L’antica sinagoga si fa scrigno d’arte

Sei artisti di fama internazionale interpretano con pudore e sensibilità un luogo carico di significati

Sarà perché gli artisti a volte hanno davvero una sensibilità diversa, sarà perché nel momento in cui questi stessi artisti sono chiamati a relazionarsi con un luogo d’eccezione come la sinagoga di Ostia antica pensano e realizzano opere di incredibile intensità, qualunque sia il motivo, la mostra «Arte in memoria» ha una energia del tutto eccezionale. Giunta alla quarta edizione, la manifestazione sembra procedere sempre con grande determinazione e voglia.
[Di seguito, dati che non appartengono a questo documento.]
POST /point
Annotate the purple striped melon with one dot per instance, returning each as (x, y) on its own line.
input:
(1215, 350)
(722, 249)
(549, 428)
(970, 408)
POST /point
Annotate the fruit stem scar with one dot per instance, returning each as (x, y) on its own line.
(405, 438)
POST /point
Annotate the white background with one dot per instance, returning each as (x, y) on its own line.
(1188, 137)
Gli artisti invitati, tutti di fama internazionale, si sono confrontati con un luogo esclusivo, uno spazio pieno di storia e di memoria. E proprio della memoria si cerca di raccontare le sfumature e i significati. Promossa dagli Incontri internazionali d’arte, la mostra parte da una data significativa, che è quella della Giornata della memoria che cade proprio oggi.
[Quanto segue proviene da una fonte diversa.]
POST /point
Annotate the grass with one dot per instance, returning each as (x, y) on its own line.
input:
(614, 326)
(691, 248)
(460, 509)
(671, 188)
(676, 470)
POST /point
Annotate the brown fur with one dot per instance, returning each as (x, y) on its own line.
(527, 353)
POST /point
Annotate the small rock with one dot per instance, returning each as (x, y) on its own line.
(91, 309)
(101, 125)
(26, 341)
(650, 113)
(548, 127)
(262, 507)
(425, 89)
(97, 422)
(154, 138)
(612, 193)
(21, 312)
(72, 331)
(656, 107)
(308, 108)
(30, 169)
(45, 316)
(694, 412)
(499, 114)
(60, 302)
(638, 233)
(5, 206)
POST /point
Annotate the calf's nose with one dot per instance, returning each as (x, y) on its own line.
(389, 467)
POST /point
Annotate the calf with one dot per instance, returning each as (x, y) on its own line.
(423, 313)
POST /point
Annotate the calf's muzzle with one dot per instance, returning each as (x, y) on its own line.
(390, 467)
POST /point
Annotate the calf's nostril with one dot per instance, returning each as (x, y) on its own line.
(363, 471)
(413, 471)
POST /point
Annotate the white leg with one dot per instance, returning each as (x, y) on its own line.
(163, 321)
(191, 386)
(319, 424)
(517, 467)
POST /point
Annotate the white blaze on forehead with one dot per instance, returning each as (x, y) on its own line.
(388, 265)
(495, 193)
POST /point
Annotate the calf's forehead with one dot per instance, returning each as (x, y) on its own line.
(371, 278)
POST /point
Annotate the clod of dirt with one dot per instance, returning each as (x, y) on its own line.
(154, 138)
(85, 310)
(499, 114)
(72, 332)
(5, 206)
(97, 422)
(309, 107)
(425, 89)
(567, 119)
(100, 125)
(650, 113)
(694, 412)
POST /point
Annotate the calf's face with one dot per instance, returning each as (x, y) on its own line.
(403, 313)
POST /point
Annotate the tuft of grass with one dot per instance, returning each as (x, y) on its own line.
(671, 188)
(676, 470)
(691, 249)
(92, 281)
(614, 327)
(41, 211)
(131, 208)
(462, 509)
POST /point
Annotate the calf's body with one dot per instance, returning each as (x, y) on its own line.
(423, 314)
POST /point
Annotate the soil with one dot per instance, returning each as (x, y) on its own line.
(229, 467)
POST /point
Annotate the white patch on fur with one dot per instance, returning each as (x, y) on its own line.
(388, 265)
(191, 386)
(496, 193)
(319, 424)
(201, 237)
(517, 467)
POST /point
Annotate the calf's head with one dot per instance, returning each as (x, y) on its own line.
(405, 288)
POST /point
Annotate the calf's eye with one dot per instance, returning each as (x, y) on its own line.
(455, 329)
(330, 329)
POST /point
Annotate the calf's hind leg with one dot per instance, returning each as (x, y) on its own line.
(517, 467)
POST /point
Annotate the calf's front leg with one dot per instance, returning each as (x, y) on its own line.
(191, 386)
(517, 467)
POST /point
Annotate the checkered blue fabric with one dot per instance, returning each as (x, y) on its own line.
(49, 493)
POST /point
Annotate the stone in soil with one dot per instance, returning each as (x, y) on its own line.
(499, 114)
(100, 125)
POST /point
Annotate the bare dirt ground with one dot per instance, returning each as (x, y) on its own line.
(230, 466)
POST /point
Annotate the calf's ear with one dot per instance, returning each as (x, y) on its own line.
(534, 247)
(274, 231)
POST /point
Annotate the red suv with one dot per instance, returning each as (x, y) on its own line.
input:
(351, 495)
La memoria che sembra essere quasi sempre in conflitto con la storia, che prosegue nel suo cammino, senza soffermarsi in momenti commemorativi o di riflessione. Questo invece vuole fare la mostra, attraverso opere di eccezionale bellezza, ma di altrettanta discrezione. Tutti e sei gli artisti presenti in questa edizione hanno cercato di essere quasi invisibili, o poco invadenti con i loro lavori, probabilmente perché intimoriti da un luogo come l’antica sinagoga di Ostia così ricco di significati, di presenza, di antica storia. Ognuno di loro, nel realizzare un’opera apposita per lo spazio ha voluto mantenersi in un delicato equilibrio tra quelli che sono i ricordi di quel luogo e possibili presenze contemporanee. Di grande interesse il lavoro di Lawrence Weiner: oltre 4mila monete in alluminio, sparse per la sinagoga. Poggiate in terra, nascoste in incavi o interstizi, giocando con la tradizione ebraica secondo la quale si lascia una pietra sopra la tomba a testimonianza della visita, Weiner, funzionando le rovine della sinagoga come cimitero, riprende questa tradizione riecheggiandola ma facendole assumere connotati diversi. Le monete infatti devono essere trovate dai visitatori, e addirittura prese e portate via a memoria del loro transito lì e a testimonianza di un ideale passaggio di consegne.
Anche Christiane Lohr cerca, con il suo lavoro, un contatto con lo spazio circostante. Semi di edera lavorati e impreziositi diventano piccole architetture, che sembrano possano essere inglobate dalla natura presente nel luogo, che già nel tempo ha fatto proprie le vecchie architetture, architravi, colonne del passato, che ormai fanno parte del tessuto visivo degli scavi di Ostia.
Stesso discorso per il lavoro di Massimo Bartolini sembra seguire il concetto di discrezione, quasi di assenza, anzi di non presenza. L’artista infatti non ha realizzato nessun lavoro per la mostra, ma piuttosto ha giocato con un elemento già esistente, un cancello in ferro, normalmente non utilizzato.

Quasi un sabotaggio di questo cancello, che sembra essere impazzito, poiché si apre e si chiude in continuazione rendendo il luogo accessibile ma subito dopo, inesorabilmente, chiuso.
Ancora in mostra: Giovanni Anselmo, Jan Dibbets, Remo Salvadori, Lawrence Weiner.
Informazioni utili: fino all'11 marzo
Sinagoga di Ostia antica, viale dei Romagnoli, 717.